Corzine holds an MBA from the University of Chicago.
Smith is candid about the corrosive effects of the Democrats’ lurch left.
“If someone doesn’t support every policy on their progressive wish list … they’re branded an enemy or a Republican in disguise. If these ideological purists think a West Virginia Democrat is bad, wait till they get a load of the Republican alternative.”
But Smith also falls victim to ideological myopia. Discussing the death of Michael Brown in Ferguson, Missouri in 2014 and its considerable political consequences, she appears to solely blame the Ferguson police for the death of the African American teen, who she says was “shot to death in broad daylight”. Like Hillary Clinton, Smith neglects to mention that police fired after Brown lunged for an officer’s gun. She also does not mention that Brown tussled with a convenience store owner before his confrontation with the law.

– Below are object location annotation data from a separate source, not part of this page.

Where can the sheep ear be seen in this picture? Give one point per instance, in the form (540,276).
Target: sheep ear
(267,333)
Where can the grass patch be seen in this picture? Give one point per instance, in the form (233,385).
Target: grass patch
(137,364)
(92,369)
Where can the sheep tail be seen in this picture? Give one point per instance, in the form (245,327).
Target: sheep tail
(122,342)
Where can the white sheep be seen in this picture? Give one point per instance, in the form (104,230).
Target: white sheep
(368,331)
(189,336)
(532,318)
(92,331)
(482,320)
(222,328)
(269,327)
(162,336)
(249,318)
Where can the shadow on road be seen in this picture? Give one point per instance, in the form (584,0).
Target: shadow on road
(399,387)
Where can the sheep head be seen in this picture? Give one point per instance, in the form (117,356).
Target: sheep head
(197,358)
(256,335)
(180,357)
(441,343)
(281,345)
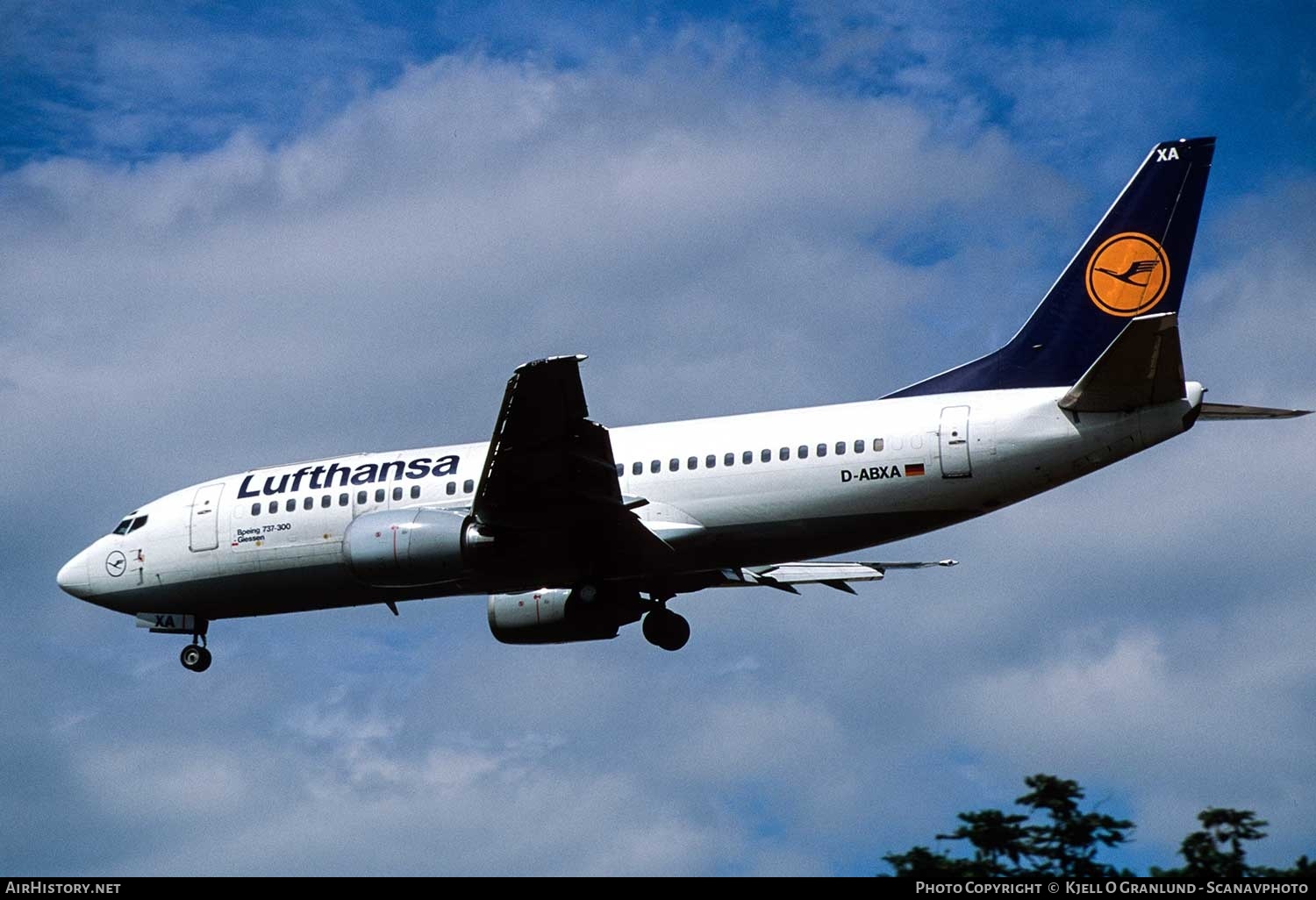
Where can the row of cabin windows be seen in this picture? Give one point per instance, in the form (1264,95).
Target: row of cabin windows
(747,457)
(362,497)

Inadvertently, Smith highlights the volatility of the Democrats’ multicultural, upstairs-downstairs coalition. Worship at the twin altars of identity politics and political correctness exacts a steep price in votes and can negatively impact human life. See New York City’s current crime wave for proof.
Smith reserves some of her sharpest digs for Roger Stone, convicted and then-pardoned confidante of Donald Trump, pen-pal of the Proud Boys and Oath Keepers. She calls him a “stone-cold sociopath”. But she skates over animus that existed between Stone and Spitzer, her ex. In 2007, Stone allegedly left a threatening telephone message for Spitzer’s father, a real estate magnate. Months later, Stone told the FBI Spitzer “used the service of high-priced call girls” while staying in Florida.
In the end, Smith is an idealist.
“I believe in the power of politics to improve people’s lives,” she writes. “I still believe there is hope for the future.”